Date on Senior Honors Thesis


Document Type

Senior Honors Thesis

Degree Name




Degree Program

College of Arts and Sciences

Author's Keywords

breast cancer; cancer; uPA; outcome


Background: Urokinase plasminogen activator (uPA), its receptor uPAR and serine protease inhibitors PAI-1 or PAI-2 play key roles in tissue membrane remodeling and invasion of basement membranes by induction of a fibrinolytic pathway. Earlier studies reported that uPA and PAI-1 protein levels in breast carcinomas assist in prediction of response to chemotherapy. Our goal is to develop molecular signatures of candidate genes and identify novel relationships with these four protein biomarkers that demonstrate clinical utility for assessment of breast carcinoma outcomes.

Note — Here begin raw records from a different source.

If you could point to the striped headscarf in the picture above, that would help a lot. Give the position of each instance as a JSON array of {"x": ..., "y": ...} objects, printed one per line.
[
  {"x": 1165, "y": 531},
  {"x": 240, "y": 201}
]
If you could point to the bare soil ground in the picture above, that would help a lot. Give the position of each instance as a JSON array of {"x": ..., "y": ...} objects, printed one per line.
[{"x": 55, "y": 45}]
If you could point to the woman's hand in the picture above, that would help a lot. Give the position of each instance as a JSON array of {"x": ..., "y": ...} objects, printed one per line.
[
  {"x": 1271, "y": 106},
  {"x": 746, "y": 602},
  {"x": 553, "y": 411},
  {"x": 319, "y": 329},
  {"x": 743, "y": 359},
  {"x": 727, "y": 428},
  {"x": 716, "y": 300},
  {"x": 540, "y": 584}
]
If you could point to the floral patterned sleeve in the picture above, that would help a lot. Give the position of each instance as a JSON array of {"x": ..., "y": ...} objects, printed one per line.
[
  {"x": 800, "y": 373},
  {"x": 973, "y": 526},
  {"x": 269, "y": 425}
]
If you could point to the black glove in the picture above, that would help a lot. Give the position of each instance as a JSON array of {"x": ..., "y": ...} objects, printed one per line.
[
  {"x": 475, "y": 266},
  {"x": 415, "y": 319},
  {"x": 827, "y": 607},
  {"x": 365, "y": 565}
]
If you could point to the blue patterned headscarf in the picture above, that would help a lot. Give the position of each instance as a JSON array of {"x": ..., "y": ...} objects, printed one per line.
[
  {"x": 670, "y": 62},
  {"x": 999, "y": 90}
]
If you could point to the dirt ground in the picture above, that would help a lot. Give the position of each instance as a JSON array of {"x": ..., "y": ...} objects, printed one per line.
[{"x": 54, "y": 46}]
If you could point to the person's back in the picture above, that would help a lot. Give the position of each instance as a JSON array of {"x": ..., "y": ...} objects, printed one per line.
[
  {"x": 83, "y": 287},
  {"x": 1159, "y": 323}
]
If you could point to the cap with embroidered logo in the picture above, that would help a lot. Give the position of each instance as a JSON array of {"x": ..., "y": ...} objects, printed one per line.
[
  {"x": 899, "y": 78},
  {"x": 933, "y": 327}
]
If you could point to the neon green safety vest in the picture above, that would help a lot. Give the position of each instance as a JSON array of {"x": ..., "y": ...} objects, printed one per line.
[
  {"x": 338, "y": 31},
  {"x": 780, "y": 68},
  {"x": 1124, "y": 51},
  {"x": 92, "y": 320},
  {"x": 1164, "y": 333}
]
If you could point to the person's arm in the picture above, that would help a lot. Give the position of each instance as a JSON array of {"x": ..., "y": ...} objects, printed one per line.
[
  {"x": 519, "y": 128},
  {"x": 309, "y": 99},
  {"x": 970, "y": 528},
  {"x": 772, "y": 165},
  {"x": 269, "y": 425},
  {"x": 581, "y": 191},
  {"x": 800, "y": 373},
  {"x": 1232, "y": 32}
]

Methods: This retrospective study used de-identified biomarker results and clinical outcomes from primary breast cancers that were stored in an IRB-approved Database. ELISA analyses of uPA, uPAR and PAI-1 performed using IMUBIND kits (American Diagnostica Inc.) used cutoff values previously reported. Estrogen (ER) and progestin receptor (PR) assays were performed either by EIA (Abbott Labs) or by radioligand binding (NEN/DuPont). Relative expression levels of 22,000 genes were determined by microarray using RNA extracted and amplified from Laser-Capture Microdissection (LCM) procured breast carcinoma cells. Violin plots, scatter grams, univariable Cox regression and survival analyses were performed by R Studio version 3.4.1.

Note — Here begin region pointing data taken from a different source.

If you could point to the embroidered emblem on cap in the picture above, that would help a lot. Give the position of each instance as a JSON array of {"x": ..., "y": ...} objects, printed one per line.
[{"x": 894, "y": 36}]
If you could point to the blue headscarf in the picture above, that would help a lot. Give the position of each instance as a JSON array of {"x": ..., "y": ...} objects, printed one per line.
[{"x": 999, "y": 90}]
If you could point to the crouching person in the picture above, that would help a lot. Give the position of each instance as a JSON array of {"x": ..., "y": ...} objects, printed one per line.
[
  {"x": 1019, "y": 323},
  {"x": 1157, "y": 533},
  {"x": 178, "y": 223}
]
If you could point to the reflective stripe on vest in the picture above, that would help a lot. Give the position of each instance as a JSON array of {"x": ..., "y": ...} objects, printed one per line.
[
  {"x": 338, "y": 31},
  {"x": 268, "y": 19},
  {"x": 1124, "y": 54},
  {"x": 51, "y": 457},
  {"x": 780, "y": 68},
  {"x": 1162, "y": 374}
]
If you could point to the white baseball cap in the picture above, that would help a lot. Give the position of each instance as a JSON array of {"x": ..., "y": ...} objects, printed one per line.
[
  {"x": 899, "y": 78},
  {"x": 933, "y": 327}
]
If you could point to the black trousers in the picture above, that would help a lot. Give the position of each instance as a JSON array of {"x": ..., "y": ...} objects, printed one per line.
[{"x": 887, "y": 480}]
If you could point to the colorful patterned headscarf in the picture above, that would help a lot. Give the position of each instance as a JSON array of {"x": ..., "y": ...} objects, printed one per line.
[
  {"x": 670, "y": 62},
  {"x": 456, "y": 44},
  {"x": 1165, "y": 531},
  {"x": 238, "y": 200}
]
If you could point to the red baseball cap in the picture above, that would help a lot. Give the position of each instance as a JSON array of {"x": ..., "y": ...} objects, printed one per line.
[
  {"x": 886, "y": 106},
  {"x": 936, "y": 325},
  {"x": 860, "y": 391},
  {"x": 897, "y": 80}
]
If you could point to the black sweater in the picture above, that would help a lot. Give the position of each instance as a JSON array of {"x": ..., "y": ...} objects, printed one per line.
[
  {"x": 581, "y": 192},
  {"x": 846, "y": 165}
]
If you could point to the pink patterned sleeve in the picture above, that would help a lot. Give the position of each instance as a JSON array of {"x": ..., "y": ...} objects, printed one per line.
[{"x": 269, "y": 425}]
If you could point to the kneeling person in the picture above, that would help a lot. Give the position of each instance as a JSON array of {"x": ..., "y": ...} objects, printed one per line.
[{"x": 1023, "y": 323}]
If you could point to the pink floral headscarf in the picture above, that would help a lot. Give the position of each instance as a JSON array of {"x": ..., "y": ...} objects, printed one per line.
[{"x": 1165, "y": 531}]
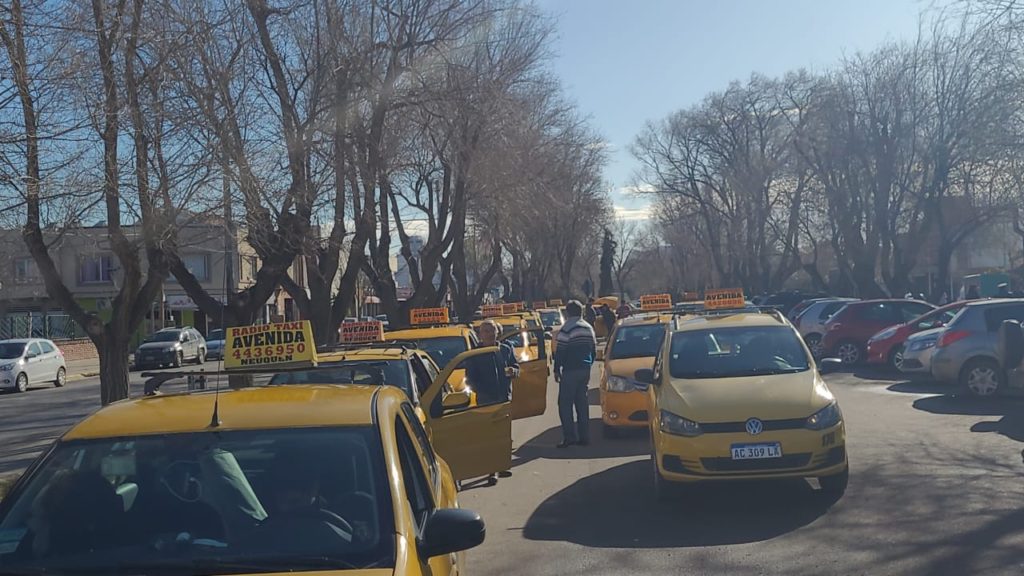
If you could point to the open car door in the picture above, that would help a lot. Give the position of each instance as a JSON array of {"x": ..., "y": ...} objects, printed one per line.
[
  {"x": 475, "y": 441},
  {"x": 529, "y": 389}
]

Results: Patient age was significantly associated with level of either uPA, uPAR or PAI-1 protein, while Violin plots showed protein content of biomarkers was related to either ER or PR status of the primary. Examination of expression revealed that either ER- or PR- breast cancers expressed elevated levels of uPA, uPAR and PAI2 genes compared to that of ER+ or PR+ carcinoma cells. Scatter plots revealed inverse relationships between ER/PR protein levels and expression of uPA, uPAR and PAI-2, whereas HER2 status was unrelated to either protein content or gene expression for each relationship examined. Interrelationships analysis revealed an elevation of uPAR content in pre-menopausal cancer and increased PAI-1 expression in node negative cancers. When carcinomas were sorted by urokinase biomarker levels, qPCR expression of RERG and NQO-1 genes were elevated in uPA- lesions while CD34 and EDG-1 genes were elevated in uPAR- cancers. However, ERBB4 gene expression was elevated in PAI-1+ carcinomas. Furthermore, Cox regression analyses revealed relationships of ER/PR status and uPA system members with regard to clinical outcomes of breast cancer.

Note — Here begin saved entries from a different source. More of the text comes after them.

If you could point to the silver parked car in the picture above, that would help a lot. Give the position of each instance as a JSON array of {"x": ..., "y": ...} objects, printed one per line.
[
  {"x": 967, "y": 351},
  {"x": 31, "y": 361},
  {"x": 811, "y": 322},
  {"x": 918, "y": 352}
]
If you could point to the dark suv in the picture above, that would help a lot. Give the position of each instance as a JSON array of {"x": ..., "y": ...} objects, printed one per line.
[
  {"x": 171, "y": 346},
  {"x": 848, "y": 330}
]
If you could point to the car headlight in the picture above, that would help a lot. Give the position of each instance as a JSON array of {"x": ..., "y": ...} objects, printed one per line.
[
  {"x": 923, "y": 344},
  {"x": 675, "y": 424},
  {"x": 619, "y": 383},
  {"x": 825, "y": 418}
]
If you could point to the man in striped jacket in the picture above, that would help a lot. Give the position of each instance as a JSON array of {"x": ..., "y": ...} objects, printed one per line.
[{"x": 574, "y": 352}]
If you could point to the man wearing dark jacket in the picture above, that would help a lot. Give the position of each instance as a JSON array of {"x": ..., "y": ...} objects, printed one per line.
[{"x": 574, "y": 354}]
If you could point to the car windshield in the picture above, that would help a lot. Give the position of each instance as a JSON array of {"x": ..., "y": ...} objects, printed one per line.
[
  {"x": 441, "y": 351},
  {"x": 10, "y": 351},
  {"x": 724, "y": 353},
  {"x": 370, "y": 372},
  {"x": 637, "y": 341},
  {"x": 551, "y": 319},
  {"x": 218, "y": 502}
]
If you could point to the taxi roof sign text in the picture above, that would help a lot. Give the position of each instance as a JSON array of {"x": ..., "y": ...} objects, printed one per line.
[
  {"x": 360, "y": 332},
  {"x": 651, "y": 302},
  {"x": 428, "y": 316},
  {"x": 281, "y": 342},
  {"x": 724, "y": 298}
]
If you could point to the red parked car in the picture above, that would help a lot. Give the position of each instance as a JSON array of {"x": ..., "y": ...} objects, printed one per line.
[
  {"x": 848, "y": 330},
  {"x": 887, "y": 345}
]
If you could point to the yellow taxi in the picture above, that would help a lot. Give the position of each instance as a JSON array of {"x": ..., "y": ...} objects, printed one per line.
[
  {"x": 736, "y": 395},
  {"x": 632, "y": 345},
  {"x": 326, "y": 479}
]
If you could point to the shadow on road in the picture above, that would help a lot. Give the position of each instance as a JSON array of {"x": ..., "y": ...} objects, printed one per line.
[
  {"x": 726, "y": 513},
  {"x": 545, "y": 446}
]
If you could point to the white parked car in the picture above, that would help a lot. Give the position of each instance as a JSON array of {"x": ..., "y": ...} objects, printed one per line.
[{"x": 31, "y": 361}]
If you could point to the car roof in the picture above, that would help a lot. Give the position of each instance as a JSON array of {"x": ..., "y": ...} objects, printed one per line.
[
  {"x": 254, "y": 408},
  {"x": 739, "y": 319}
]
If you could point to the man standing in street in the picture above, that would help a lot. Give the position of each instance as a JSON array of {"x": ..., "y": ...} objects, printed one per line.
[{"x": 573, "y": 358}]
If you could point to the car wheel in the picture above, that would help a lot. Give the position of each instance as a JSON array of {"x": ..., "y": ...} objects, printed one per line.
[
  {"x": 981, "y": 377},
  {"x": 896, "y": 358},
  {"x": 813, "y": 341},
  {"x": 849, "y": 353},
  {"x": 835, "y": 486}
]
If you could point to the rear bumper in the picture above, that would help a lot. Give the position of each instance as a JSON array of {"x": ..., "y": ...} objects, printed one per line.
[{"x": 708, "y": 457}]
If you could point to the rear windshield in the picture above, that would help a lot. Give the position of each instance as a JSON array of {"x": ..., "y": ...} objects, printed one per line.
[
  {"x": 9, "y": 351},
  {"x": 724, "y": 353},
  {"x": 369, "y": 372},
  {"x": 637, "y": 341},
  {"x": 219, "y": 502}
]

Conclusions: Expression of either uPA, uPAR, PAI1 or PAI2 genes was significantly elevated in either ER- or PR- carcinomas similar to observed elevation of protein content in ER-/PR- carcinomas, strongly suggesting relationships between sex-hormone activity and regulation of urokinase plasminogen activator system in breast cancer. This was supported by results showing protein content of uPA system members was related to ER/PR status of the primary lesion. Use of LCM-procured breast carcinoma cells uncovered relationships between expression of several known cancer-associated genes and protein content of uPA system members. Collectively, results indicate evaluation of ER and PR protein of the primary breast cancer biopsy combined with analyses of uPA, uPAR and PAI-1 protein content improve assessment of clinical outcomes.

Lay Summary

One approach to the management of breast cancer is to utilize biomarkers for the selection of chemotherapeutic treatments. Certain breast cancer types are responsive to treatments according to biomarker status. In addition, biomarkers are utilized for the prediction of breast cancer outcomes and as a measure of tumor aggressiveness. A biomarker system known as the urokinase plasminogen activator system (uPA system) consist of 4 proteins. Studies validated the uPA system as a biomarker for prediction of outcome in breast cancer patients. However, few studies examined relationships between uPA system members and patient features. This study investigated either expression for uPA genes or content of uPA proteins as it relates to patient characteristics and breast cancer outcome. The goal of the study was to establish unknown relationships between uPA system members and either patient features or clinical outcome. Results identified relationships between content of uPA proteins and age and receptor status. Expression of uPA genes was related to receptor status, receptor content, menopausal status, nodal status and patient outcome for cancer subtypes. Collectively, results indicate evaluation of ER (estrogen receptor) and PR (progesterone receptor) protein of the primary breast cancer biopsy combined with analyses of uPA, uPAR (uPA receptor), PAI-1 (uPA inhibitor-1) and PAI-2 (uPA inhibitor-2) protein content improve assessment of clinical outcomes.